The U.S. Environmental Protection Agency (EPA) has announced a proposal to cancel nearly all uses of acephate-based pesticides to protect human health and the environment. These pesticides are widely used in fruit and vegetable production. The proposed ban would allow only non-food bearing tree injections, which the EPA has determined do not pose risks to humans or the environment.

This decision follows assessments of public health risks and drinking water published last year, which identified acephate as a significant cause of dietary and neurological problems, including tremors, fatigue, and nausea. For decades, U.S. farmers have used acephate as a cost-effective pesticide for crops like cotton, soybeans, celery, lettuce, and peppers, as indicated by federal data from Earthjustice.

Acephate is one of 18 organophosphate insecticides undergoing the EPA’s routine safety review, conducted approximately every 15 years. Updated guidelines for many of these pesticides will be released between 2024 and 2026.  
Although acephate was banned in the European Union more than 20 years ago, it continues to be used in the U.S. to control aphids and other pests. Acephate is a neurotoxicant that disrupts nerve cells and is linked to intellectual disabilities in children.

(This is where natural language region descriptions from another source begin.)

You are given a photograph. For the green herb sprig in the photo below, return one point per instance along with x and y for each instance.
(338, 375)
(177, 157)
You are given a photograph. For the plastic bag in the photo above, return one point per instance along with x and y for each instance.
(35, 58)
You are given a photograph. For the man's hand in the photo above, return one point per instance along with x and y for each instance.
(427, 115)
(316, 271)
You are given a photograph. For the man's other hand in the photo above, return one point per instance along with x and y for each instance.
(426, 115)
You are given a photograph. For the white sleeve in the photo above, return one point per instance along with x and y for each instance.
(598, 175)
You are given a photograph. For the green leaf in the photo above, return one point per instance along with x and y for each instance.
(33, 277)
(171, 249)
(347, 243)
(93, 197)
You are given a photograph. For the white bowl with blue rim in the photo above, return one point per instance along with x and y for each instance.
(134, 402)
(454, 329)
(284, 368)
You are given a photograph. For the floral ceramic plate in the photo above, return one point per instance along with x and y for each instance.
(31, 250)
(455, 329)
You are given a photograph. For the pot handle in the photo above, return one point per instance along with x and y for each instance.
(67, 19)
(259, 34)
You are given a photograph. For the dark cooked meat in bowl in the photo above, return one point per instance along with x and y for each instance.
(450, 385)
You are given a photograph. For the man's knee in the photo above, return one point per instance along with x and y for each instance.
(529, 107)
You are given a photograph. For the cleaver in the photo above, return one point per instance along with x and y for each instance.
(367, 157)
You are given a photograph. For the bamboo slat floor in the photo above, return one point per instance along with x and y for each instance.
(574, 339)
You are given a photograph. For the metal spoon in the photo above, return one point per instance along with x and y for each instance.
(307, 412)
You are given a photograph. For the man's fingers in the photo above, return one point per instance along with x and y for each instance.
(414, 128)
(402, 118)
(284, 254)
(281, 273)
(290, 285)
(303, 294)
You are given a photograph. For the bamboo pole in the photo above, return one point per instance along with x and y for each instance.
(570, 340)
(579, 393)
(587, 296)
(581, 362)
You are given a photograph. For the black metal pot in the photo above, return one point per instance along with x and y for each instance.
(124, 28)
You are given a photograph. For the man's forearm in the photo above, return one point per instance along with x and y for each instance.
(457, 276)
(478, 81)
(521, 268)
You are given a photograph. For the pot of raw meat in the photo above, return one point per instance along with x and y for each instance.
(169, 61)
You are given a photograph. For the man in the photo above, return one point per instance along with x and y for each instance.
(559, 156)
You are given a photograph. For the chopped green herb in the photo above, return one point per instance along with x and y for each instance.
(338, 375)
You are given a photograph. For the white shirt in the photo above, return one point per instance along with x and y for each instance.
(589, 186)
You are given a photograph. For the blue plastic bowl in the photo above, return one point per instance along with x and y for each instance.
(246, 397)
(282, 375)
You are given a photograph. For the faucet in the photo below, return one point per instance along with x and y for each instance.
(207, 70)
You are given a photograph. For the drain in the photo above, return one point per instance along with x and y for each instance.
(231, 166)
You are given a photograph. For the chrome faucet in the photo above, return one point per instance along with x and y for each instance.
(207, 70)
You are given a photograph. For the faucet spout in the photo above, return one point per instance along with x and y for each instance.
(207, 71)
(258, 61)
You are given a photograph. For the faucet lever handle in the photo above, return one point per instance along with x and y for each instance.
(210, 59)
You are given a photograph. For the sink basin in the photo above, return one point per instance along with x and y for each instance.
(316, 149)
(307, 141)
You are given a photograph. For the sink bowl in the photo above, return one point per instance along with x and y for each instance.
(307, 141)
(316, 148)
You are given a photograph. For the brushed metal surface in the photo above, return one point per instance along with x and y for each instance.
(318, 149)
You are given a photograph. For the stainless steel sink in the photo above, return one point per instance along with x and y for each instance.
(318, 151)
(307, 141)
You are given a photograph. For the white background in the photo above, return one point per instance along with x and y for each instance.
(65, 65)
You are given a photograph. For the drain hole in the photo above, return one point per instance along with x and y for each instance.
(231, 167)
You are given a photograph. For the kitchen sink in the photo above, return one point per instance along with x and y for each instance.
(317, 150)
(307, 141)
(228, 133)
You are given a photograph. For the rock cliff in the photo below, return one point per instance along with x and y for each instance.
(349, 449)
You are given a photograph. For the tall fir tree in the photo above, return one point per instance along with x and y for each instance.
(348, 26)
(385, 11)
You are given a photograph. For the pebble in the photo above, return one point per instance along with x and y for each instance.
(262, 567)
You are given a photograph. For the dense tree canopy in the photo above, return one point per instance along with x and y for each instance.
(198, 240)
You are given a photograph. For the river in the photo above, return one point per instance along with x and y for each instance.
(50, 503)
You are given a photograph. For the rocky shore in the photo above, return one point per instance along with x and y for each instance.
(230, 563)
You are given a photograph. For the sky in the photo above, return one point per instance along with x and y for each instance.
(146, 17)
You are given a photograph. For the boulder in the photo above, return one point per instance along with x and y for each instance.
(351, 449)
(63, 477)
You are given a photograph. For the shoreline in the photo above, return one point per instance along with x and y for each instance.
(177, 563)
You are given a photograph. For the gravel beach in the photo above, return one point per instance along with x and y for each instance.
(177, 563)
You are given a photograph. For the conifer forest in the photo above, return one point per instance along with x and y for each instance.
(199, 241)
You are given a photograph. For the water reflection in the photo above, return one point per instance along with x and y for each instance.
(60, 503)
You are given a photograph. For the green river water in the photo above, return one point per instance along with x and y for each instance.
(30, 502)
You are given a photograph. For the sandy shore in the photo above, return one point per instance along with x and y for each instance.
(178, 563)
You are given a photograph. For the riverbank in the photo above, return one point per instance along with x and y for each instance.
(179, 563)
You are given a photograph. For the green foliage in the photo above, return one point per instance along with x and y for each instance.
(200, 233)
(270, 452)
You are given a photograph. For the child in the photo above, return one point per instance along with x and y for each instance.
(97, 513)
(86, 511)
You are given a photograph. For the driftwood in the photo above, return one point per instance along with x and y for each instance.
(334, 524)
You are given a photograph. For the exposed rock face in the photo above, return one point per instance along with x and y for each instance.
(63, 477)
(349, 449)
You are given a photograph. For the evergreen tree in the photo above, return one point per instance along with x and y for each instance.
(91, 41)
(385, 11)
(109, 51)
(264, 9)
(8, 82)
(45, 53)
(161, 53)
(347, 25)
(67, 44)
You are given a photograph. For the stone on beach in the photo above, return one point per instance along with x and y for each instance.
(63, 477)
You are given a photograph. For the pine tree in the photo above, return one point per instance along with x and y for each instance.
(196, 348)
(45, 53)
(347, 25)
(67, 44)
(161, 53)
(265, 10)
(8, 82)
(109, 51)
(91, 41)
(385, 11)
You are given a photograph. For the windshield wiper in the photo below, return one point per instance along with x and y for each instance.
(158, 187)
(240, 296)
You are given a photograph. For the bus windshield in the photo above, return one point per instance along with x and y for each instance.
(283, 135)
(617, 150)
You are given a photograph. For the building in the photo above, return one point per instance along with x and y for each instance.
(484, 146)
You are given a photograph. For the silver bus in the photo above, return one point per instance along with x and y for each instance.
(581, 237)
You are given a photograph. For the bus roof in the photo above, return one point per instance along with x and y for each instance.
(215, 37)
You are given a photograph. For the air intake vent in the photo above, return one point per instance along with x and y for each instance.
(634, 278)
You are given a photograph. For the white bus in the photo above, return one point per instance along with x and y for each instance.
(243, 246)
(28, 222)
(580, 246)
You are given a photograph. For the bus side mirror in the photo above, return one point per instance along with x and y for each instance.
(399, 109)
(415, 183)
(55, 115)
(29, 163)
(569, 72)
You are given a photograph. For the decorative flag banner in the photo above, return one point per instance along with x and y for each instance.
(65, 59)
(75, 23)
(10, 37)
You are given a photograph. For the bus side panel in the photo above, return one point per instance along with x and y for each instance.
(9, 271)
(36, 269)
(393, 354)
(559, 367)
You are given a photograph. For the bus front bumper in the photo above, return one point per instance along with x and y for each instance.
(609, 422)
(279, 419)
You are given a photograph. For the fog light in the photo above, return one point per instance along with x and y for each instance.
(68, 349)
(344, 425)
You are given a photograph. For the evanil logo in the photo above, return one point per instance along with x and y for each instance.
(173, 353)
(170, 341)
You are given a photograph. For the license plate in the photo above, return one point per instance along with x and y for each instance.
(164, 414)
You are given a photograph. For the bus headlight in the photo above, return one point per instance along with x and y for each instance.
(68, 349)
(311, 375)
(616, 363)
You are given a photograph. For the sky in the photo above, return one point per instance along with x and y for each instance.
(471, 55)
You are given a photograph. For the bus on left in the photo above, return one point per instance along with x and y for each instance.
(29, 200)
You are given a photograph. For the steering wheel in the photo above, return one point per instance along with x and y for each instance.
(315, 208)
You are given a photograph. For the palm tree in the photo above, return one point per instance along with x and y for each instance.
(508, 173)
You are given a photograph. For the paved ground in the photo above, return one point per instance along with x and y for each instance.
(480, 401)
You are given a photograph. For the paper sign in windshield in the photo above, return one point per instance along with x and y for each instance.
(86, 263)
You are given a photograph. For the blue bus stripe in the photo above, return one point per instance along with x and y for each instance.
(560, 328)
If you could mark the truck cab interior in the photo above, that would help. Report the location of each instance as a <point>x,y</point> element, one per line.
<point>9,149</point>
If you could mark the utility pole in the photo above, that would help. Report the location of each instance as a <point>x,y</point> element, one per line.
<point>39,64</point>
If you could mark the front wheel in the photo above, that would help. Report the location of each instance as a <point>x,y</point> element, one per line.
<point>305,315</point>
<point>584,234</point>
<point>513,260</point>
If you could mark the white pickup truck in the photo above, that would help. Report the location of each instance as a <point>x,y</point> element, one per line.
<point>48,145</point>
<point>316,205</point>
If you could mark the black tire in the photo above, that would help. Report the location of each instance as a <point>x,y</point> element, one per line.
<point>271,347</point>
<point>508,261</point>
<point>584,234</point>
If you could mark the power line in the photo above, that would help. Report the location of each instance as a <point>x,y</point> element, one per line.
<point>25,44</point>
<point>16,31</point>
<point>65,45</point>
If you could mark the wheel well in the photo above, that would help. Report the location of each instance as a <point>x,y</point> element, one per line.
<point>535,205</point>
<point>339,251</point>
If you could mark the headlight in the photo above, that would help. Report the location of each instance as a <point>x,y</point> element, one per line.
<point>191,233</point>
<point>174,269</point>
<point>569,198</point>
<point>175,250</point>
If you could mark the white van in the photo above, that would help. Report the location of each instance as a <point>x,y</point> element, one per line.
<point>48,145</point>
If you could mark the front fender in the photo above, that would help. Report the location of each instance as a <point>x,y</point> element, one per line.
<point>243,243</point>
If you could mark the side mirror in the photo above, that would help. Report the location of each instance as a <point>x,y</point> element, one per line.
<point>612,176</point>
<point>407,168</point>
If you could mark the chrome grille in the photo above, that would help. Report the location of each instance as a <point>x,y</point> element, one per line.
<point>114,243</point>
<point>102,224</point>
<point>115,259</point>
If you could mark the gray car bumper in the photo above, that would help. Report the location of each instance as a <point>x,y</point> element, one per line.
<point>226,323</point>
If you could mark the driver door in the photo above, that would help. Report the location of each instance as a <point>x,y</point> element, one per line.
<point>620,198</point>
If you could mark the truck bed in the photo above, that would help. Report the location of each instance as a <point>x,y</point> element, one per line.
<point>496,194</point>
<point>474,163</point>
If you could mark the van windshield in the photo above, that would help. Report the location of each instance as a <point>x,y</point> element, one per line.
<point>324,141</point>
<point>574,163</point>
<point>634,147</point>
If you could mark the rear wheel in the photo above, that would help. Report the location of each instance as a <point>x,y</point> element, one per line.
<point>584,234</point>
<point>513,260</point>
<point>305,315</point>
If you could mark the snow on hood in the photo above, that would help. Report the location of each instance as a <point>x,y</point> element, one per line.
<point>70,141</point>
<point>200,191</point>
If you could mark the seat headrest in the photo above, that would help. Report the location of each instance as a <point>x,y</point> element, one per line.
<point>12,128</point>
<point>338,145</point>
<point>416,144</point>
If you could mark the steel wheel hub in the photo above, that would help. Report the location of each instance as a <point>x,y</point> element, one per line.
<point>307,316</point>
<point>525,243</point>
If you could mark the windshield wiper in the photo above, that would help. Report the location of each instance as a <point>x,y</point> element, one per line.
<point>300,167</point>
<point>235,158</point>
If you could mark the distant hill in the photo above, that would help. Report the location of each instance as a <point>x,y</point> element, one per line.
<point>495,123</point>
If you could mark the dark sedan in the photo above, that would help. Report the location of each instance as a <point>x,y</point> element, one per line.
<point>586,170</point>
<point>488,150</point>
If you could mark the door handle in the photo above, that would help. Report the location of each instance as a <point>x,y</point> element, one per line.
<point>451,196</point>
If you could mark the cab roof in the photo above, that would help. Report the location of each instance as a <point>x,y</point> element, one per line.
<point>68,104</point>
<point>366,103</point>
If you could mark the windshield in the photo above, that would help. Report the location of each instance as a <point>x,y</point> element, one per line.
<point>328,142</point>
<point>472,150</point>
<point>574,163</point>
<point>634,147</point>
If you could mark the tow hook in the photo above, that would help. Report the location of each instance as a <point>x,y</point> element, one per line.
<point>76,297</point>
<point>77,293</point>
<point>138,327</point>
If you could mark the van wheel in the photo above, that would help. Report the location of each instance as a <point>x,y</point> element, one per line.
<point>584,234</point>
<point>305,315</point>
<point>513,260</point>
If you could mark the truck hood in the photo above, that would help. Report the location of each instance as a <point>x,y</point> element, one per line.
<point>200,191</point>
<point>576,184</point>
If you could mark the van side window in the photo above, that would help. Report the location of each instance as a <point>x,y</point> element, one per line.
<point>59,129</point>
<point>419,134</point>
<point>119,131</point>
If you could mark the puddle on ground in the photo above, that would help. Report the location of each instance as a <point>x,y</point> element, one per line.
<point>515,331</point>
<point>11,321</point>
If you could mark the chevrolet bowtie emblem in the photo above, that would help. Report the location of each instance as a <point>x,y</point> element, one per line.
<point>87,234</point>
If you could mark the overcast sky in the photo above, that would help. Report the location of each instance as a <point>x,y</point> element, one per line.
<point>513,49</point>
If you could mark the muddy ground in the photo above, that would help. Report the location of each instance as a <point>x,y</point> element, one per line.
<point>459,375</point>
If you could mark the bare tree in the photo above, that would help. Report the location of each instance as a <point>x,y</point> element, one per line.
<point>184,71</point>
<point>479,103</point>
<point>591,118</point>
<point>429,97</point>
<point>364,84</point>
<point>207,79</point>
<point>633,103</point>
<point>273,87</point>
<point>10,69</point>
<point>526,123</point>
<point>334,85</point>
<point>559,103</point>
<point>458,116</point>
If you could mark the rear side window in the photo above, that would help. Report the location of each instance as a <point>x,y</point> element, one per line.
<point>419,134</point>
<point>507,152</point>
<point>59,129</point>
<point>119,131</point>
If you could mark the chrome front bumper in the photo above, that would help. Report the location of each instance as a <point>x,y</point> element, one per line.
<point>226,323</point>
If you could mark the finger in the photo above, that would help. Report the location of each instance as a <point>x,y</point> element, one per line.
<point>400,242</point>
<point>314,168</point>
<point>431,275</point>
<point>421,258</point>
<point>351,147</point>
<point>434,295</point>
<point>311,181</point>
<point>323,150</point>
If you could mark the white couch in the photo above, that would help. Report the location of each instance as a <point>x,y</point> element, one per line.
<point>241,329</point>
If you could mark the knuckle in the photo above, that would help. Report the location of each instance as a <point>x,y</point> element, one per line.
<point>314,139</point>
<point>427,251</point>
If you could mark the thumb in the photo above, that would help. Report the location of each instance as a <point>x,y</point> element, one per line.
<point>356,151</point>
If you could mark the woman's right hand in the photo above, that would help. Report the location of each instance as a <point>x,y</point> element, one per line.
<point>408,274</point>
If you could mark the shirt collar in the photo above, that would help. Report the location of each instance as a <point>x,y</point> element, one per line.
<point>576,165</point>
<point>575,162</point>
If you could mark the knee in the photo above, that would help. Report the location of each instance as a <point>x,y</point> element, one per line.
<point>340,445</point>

Don Collins, a licensed agricultural consultant, warned that the loss of acephate would lead to increased use of less effective pesticides, adversely affecting cotton and soybean production in the Mississippi Delta. “The removal of acephate from our insecticide toolbox would be like sending a soldier off to battle without his rifle,” Collins stated in a public comment.

The EPA is accepting public comments on the proposal until June 29 and is considering alternative mitigation options to address the identified risks, aiming for quicker implementation of protection measures. The process for canceling a pesticide can take up to five years, making alternative solutions crucial.